JDK-8065709 : Deadlock in awt/logging apparently introduced by 8019623
  • Type: Bug
  • Component: client-libs
  • Sub-Component: java.awt
  • Affected Version: 6u85,7u72,8,9
  • Priority: P2
  • Status: Resolved
  • Resolution: Fixed
  • OS: linux
  • CPU: x86
  • Submitted: 2014-11-21
  • Updated: 2015-09-29
  • Resolved: 2015-01-22
The Version table provides details related to the release that this issue/RFE will be addressed.

Unresolved : Release in which this issue/RFE will be addressed.
Resolved: Release in which this issue/RFE has been resolved.
Fixed : Release in which this issue/RFE has been fixed.

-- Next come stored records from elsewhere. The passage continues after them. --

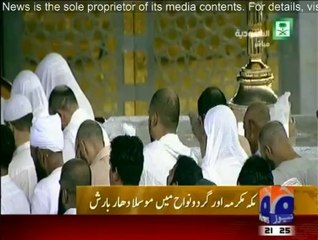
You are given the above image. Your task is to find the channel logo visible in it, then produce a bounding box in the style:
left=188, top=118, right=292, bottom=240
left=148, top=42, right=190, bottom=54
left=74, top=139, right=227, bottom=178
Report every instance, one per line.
left=273, top=18, right=293, bottom=40
left=259, top=186, right=295, bottom=236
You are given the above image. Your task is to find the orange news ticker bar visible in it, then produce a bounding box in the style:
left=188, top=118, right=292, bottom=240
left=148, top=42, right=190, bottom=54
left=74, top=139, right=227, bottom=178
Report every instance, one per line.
left=76, top=186, right=318, bottom=215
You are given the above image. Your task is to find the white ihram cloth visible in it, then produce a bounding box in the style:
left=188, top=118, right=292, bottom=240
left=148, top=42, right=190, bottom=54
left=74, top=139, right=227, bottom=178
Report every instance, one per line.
left=11, top=70, right=49, bottom=119
left=63, top=108, right=92, bottom=162
left=64, top=208, right=77, bottom=215
left=139, top=133, right=198, bottom=186
left=31, top=167, right=62, bottom=214
left=202, top=106, right=247, bottom=186
left=9, top=141, right=37, bottom=201
left=30, top=114, right=64, bottom=152
left=3, top=94, right=32, bottom=122
left=1, top=175, right=30, bottom=214
left=35, top=52, right=94, bottom=119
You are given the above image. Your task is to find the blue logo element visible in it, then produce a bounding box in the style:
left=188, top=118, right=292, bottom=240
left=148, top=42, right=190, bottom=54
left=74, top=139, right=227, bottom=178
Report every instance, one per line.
left=259, top=186, right=294, bottom=225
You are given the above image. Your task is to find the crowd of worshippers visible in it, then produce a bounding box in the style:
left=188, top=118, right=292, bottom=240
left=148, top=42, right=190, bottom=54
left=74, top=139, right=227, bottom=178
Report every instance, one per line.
left=1, top=52, right=317, bottom=215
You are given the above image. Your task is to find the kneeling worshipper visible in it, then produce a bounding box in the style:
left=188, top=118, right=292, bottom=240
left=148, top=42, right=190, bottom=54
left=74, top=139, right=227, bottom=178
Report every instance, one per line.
left=11, top=70, right=49, bottom=119
left=201, top=105, right=248, bottom=186
left=139, top=88, right=198, bottom=186
left=1, top=125, right=30, bottom=214
left=35, top=52, right=94, bottom=119
left=58, top=158, right=91, bottom=215
left=3, top=94, right=37, bottom=201
left=30, top=114, right=64, bottom=214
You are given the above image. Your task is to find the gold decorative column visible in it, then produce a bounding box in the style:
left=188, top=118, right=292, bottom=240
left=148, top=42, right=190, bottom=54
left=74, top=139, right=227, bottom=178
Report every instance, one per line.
left=230, top=1, right=277, bottom=109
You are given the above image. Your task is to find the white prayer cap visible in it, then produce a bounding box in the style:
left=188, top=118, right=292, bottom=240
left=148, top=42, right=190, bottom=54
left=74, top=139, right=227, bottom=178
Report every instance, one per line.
left=4, top=94, right=32, bottom=122
left=30, top=114, right=64, bottom=152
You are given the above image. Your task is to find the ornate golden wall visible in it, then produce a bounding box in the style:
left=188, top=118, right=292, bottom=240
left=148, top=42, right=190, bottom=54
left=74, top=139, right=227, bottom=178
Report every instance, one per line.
left=22, top=12, right=119, bottom=117
left=22, top=10, right=279, bottom=117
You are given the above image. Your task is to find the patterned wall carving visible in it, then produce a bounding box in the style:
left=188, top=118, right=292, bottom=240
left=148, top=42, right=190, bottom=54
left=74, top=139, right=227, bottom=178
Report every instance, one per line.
left=21, top=9, right=279, bottom=116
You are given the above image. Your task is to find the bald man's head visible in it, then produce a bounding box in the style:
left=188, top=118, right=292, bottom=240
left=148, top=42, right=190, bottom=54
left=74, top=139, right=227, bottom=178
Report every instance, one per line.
left=75, top=120, right=104, bottom=164
left=259, top=121, right=288, bottom=147
left=259, top=121, right=296, bottom=168
left=244, top=102, right=270, bottom=154
left=59, top=158, right=91, bottom=212
left=76, top=120, right=103, bottom=143
left=60, top=158, right=91, bottom=192
left=148, top=88, right=180, bottom=139
left=245, top=102, right=270, bottom=126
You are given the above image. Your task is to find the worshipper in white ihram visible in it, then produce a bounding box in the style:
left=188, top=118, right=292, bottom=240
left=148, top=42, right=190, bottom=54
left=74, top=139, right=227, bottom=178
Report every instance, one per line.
left=35, top=52, right=94, bottom=119
left=11, top=70, right=49, bottom=119
left=189, top=86, right=251, bottom=162
left=30, top=114, right=64, bottom=214
left=48, top=85, right=94, bottom=162
left=139, top=88, right=198, bottom=186
left=3, top=94, right=37, bottom=201
left=202, top=105, right=248, bottom=186
left=1, top=125, right=30, bottom=214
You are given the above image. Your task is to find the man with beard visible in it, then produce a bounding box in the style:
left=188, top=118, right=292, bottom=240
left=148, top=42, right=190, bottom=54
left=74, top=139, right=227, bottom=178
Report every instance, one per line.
left=259, top=121, right=317, bottom=185
left=30, top=114, right=64, bottom=214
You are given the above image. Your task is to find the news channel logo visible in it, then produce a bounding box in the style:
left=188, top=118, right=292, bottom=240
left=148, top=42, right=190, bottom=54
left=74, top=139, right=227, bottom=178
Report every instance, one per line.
left=258, top=186, right=295, bottom=236
left=273, top=18, right=293, bottom=40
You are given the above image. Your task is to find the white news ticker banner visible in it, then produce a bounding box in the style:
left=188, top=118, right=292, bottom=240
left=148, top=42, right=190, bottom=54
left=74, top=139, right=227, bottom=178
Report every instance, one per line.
left=259, top=226, right=295, bottom=236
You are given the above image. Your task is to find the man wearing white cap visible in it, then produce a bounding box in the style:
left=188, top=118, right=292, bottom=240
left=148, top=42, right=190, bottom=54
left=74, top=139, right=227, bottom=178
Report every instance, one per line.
left=30, top=114, right=64, bottom=214
left=3, top=94, right=37, bottom=201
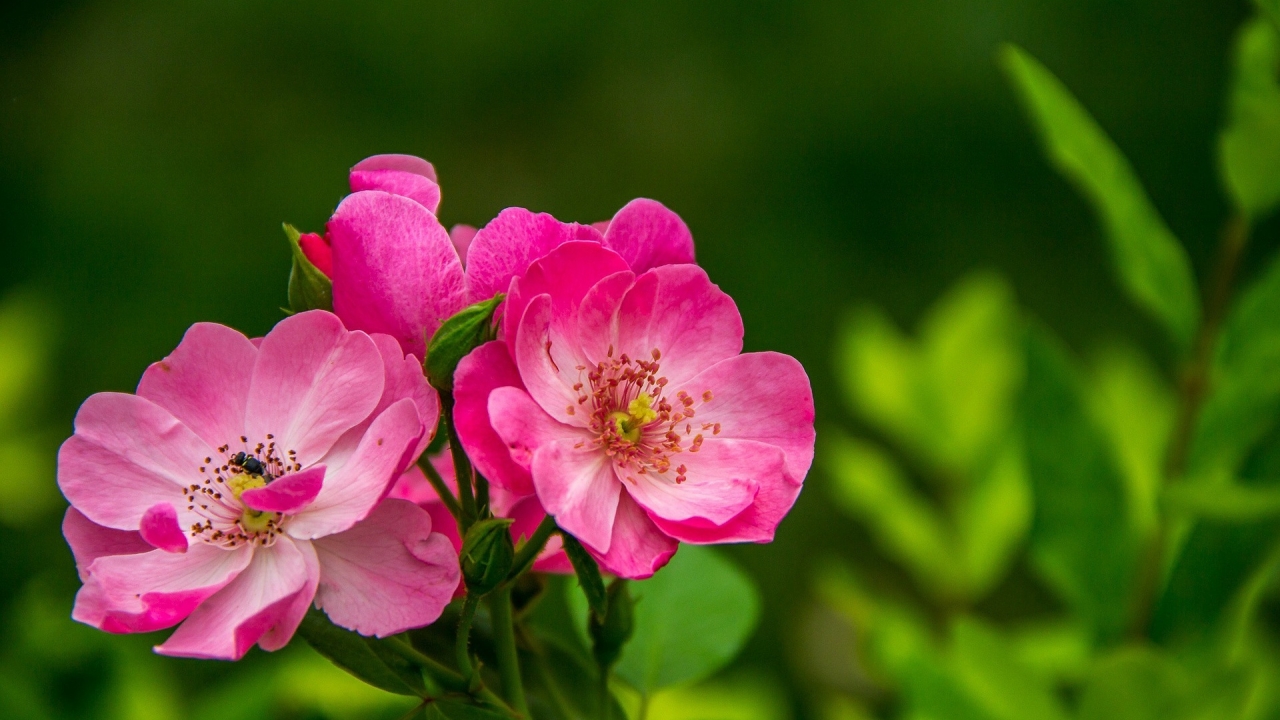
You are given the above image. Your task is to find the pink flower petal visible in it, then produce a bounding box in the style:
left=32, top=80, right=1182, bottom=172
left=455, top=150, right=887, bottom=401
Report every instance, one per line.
left=288, top=398, right=424, bottom=539
left=622, top=439, right=766, bottom=525
left=258, top=538, right=321, bottom=652
left=488, top=386, right=589, bottom=473
left=465, top=208, right=604, bottom=305
left=74, top=544, right=252, bottom=634
left=592, top=493, right=678, bottom=579
left=601, top=198, right=695, bottom=273
left=530, top=437, right=621, bottom=554
left=313, top=499, right=460, bottom=636
left=156, top=538, right=312, bottom=660
left=58, top=393, right=214, bottom=530
left=139, top=503, right=189, bottom=553
left=678, top=352, right=816, bottom=482
left=137, top=322, right=258, bottom=451
left=651, top=467, right=802, bottom=544
left=505, top=495, right=572, bottom=574
left=455, top=342, right=535, bottom=495
left=350, top=154, right=441, bottom=213
left=512, top=295, right=593, bottom=429
left=241, top=465, right=326, bottom=514
left=298, top=232, right=333, bottom=277
left=328, top=191, right=467, bottom=357
left=245, top=310, right=384, bottom=466
left=450, top=224, right=478, bottom=266
left=614, top=264, right=743, bottom=386
left=62, top=508, right=150, bottom=582
left=502, top=240, right=629, bottom=351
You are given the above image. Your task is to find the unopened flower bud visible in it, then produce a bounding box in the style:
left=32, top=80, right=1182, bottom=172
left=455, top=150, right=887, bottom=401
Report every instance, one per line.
left=426, top=295, right=503, bottom=391
left=460, top=518, right=515, bottom=595
left=589, top=579, right=634, bottom=670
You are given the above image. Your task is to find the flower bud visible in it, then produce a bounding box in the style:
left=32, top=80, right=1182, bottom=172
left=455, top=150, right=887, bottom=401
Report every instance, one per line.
left=460, top=518, right=515, bottom=595
left=589, top=579, right=634, bottom=670
left=426, top=295, right=503, bottom=391
left=283, top=223, right=333, bottom=313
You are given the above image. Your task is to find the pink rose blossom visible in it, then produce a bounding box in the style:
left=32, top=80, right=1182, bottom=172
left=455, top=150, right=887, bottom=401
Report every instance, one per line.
left=304, top=153, right=695, bottom=357
left=454, top=242, right=815, bottom=578
left=58, top=311, right=459, bottom=660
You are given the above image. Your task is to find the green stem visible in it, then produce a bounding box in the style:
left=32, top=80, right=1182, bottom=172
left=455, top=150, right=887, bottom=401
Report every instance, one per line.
left=476, top=471, right=491, bottom=518
left=418, top=453, right=461, bottom=519
left=382, top=637, right=518, bottom=716
left=532, top=652, right=578, bottom=720
left=441, top=392, right=478, bottom=531
left=600, top=671, right=611, bottom=720
left=505, top=514, right=559, bottom=584
left=456, top=593, right=480, bottom=680
left=489, top=586, right=531, bottom=717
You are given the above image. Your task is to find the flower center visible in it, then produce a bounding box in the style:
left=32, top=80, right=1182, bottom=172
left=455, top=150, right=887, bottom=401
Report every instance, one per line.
left=182, top=434, right=303, bottom=548
left=567, top=346, right=720, bottom=486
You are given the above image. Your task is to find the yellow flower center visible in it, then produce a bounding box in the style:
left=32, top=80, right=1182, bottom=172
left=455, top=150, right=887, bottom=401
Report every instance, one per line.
left=610, top=394, right=658, bottom=444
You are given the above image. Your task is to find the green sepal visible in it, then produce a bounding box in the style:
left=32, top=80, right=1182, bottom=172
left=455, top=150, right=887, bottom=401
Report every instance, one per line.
left=560, top=531, right=608, bottom=618
left=460, top=518, right=515, bottom=596
left=284, top=223, right=333, bottom=313
left=588, top=578, right=634, bottom=670
left=426, top=295, right=503, bottom=391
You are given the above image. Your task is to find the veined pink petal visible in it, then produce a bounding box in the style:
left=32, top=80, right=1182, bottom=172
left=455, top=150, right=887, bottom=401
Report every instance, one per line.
left=62, top=508, right=150, bottom=582
left=502, top=241, right=629, bottom=351
left=156, top=538, right=311, bottom=660
left=454, top=341, right=534, bottom=495
left=530, top=438, right=621, bottom=554
left=465, top=208, right=604, bottom=305
left=314, top=499, right=459, bottom=636
left=139, top=503, right=188, bottom=553
left=450, top=224, right=477, bottom=266
left=574, top=271, right=637, bottom=366
left=622, top=439, right=766, bottom=525
left=58, top=393, right=214, bottom=530
left=288, top=398, right=424, bottom=539
left=246, top=311, right=384, bottom=467
left=259, top=538, right=321, bottom=652
left=512, top=296, right=592, bottom=429
left=678, top=352, right=815, bottom=481
left=614, top=264, right=743, bottom=386
left=601, top=198, right=695, bottom=273
left=652, top=467, right=802, bottom=544
left=74, top=544, right=252, bottom=634
left=328, top=191, right=467, bottom=357
left=298, top=232, right=333, bottom=277
left=488, top=385, right=588, bottom=472
left=350, top=154, right=441, bottom=214
left=137, top=322, right=258, bottom=450
left=241, top=465, right=325, bottom=515
left=592, top=493, right=677, bottom=579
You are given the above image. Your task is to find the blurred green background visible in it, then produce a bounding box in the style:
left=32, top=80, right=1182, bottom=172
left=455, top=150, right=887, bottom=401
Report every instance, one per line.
left=0, top=1, right=1272, bottom=718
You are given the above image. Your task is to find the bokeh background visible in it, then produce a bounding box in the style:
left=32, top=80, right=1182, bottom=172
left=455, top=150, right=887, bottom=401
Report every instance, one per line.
left=0, top=1, right=1268, bottom=718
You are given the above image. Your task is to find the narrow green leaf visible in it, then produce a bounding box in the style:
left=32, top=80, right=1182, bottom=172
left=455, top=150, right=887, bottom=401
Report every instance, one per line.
left=999, top=45, right=1200, bottom=348
left=1021, top=328, right=1139, bottom=640
left=559, top=531, right=607, bottom=618
left=426, top=295, right=503, bottom=391
left=296, top=609, right=421, bottom=697
left=283, top=223, right=333, bottom=313
left=1220, top=17, right=1280, bottom=219
left=1164, top=480, right=1280, bottom=520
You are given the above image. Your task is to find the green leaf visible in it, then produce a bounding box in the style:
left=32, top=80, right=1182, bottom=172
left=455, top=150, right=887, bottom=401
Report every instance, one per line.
left=606, top=546, right=760, bottom=695
left=283, top=223, right=333, bottom=313
left=1021, top=328, right=1139, bottom=640
left=1260, top=0, right=1280, bottom=30
left=426, top=295, right=503, bottom=391
left=814, top=564, right=934, bottom=682
left=421, top=699, right=513, bottom=719
left=905, top=619, right=1069, bottom=720
left=1220, top=17, right=1280, bottom=219
left=953, top=437, right=1032, bottom=599
left=999, top=44, right=1200, bottom=348
left=1076, top=648, right=1251, bottom=720
left=559, top=531, right=608, bottom=618
left=295, top=609, right=422, bottom=697
left=1164, top=480, right=1280, bottom=520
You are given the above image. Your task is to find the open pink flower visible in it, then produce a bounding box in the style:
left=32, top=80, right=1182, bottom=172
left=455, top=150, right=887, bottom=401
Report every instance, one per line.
left=390, top=448, right=572, bottom=579
left=304, top=153, right=695, bottom=357
left=58, top=311, right=459, bottom=660
left=454, top=242, right=815, bottom=578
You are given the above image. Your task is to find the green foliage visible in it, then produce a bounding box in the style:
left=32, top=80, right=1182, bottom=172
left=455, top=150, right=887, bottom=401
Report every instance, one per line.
left=999, top=45, right=1200, bottom=349
left=426, top=295, right=503, bottom=392
left=1075, top=649, right=1251, bottom=720
left=284, top=223, right=333, bottom=314
left=559, top=531, right=608, bottom=618
left=296, top=609, right=425, bottom=697
left=1220, top=17, right=1280, bottom=219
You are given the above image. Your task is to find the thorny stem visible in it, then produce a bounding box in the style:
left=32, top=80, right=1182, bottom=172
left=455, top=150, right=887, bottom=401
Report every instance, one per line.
left=489, top=586, right=531, bottom=717
left=441, top=392, right=478, bottom=531
left=1130, top=213, right=1251, bottom=639
left=456, top=594, right=480, bottom=681
left=418, top=453, right=460, bottom=520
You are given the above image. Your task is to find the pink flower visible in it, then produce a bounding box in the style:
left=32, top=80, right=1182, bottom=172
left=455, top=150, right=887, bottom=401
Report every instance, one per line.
left=58, top=311, right=459, bottom=660
left=306, top=153, right=695, bottom=357
left=390, top=449, right=572, bottom=579
left=454, top=242, right=815, bottom=578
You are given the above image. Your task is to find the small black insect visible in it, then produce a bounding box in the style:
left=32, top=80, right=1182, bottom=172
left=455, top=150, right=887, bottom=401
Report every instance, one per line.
left=231, top=452, right=268, bottom=477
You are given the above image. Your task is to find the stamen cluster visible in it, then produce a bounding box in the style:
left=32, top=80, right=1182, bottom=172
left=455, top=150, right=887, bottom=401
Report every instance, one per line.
left=185, top=433, right=302, bottom=548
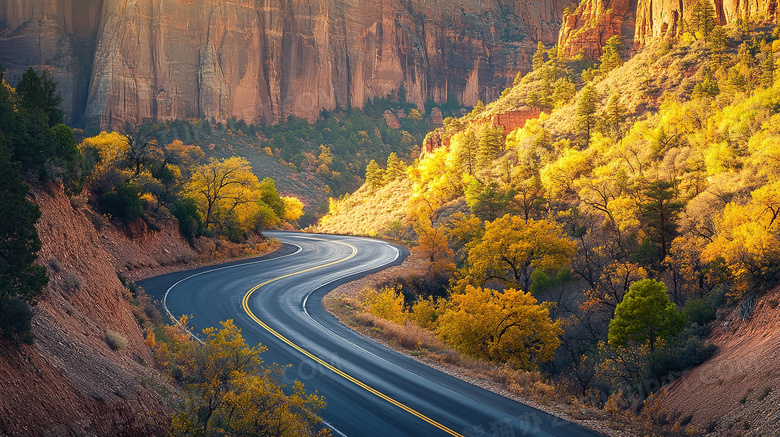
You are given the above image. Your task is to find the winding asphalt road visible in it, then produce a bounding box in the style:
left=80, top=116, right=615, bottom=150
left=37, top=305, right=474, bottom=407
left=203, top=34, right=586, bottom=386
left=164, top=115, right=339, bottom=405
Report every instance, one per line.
left=139, top=232, right=602, bottom=437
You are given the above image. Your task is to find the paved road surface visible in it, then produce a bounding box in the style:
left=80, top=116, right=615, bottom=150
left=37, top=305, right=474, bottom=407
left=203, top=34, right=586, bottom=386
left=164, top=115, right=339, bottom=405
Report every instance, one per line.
left=139, top=232, right=602, bottom=437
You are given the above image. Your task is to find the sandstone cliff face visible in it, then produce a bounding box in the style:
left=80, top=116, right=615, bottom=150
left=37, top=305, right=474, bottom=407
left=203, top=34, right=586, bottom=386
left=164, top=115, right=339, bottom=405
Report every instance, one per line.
left=84, top=0, right=569, bottom=128
left=559, top=0, right=779, bottom=59
left=558, top=0, right=637, bottom=59
left=1, top=0, right=569, bottom=128
left=0, top=0, right=103, bottom=122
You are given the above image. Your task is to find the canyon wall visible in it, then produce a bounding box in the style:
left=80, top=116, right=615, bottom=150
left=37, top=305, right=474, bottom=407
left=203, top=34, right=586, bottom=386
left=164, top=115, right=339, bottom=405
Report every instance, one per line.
left=0, top=0, right=103, bottom=122
left=1, top=0, right=570, bottom=127
left=559, top=0, right=779, bottom=59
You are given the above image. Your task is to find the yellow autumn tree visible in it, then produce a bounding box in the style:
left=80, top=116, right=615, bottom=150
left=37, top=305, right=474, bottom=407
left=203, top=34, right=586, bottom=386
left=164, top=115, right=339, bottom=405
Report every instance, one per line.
left=466, top=215, right=576, bottom=290
left=437, top=285, right=561, bottom=370
left=281, top=196, right=304, bottom=222
left=703, top=182, right=780, bottom=294
left=80, top=131, right=131, bottom=184
left=155, top=319, right=327, bottom=437
left=416, top=224, right=456, bottom=277
left=361, top=285, right=407, bottom=324
left=183, top=157, right=261, bottom=233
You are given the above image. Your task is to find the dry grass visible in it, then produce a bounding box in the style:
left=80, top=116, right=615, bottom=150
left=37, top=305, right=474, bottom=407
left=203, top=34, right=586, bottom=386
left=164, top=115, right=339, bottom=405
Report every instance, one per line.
left=316, top=178, right=412, bottom=236
left=326, top=296, right=556, bottom=403
left=105, top=330, right=128, bottom=351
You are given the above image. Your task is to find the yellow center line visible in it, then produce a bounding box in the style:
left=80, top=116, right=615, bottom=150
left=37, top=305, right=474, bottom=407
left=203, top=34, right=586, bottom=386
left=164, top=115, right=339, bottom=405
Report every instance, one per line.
left=241, top=237, right=463, bottom=437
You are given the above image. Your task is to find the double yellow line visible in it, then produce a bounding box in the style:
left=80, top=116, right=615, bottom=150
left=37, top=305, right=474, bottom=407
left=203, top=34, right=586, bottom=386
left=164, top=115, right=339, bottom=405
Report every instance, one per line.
left=241, top=237, right=462, bottom=437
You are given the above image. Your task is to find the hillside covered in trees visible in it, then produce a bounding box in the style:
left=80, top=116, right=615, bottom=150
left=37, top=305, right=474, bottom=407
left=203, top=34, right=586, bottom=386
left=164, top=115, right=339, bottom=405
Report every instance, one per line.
left=318, top=7, right=780, bottom=434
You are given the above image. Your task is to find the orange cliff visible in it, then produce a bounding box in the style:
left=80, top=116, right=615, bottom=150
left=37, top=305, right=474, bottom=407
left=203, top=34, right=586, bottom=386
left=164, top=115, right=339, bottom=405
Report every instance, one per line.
left=559, top=0, right=780, bottom=60
left=0, top=0, right=570, bottom=128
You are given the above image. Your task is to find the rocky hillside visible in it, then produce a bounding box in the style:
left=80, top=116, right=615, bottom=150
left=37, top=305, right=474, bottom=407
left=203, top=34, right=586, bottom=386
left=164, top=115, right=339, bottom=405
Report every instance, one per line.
left=654, top=288, right=780, bottom=434
left=0, top=0, right=569, bottom=127
left=0, top=185, right=199, bottom=436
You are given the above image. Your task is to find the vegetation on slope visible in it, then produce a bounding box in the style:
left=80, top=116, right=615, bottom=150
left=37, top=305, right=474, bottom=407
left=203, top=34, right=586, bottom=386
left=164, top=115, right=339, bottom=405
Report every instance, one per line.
left=101, top=92, right=456, bottom=226
left=318, top=11, right=780, bottom=432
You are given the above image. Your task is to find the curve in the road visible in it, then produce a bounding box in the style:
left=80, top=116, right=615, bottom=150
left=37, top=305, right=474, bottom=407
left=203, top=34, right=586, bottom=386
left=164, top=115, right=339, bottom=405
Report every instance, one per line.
left=140, top=232, right=603, bottom=437
left=240, top=236, right=460, bottom=436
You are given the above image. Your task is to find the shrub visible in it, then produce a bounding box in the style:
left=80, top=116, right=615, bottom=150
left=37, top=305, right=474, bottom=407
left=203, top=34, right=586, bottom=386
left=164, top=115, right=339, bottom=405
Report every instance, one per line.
left=48, top=257, right=62, bottom=273
left=0, top=297, right=35, bottom=344
left=64, top=272, right=82, bottom=291
left=99, top=181, right=143, bottom=224
left=105, top=330, right=128, bottom=350
left=171, top=198, right=203, bottom=241
left=360, top=286, right=407, bottom=324
left=684, top=297, right=716, bottom=325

The release containing this fix may be available for download as an Early Access Release or a General Availability Release.

To download the current JDK release, click here.
JDK 7 JDK 8 JDK 9
7u79Fixed 8u45Fixed 9 b52Fixed
Related Reports
Blocks :  
Duplicate :  
Relates :  
Relates :  
Description
Here at Google we are seeing a new deadlock in awt/logging, introduced apparently in the changes in jdk7u between jdk7u71 and jdk7u72.

Our top suspect is:

# User mcherkas
# Date 1396282280 -14400
#      Mon Mar 31 20:11:20 2014 +0400
# Node ID 40baa37fb20ca0411bb87f6e391a53253d4bb5e6
# Parent  2fa3608c1da848f5394a6dda775826fb988ea75e
8019623: Lack of synchronization in AppContext.getAppContext()
Reviewed-by: anthony, art

(although we don't have a reproducible test case yet)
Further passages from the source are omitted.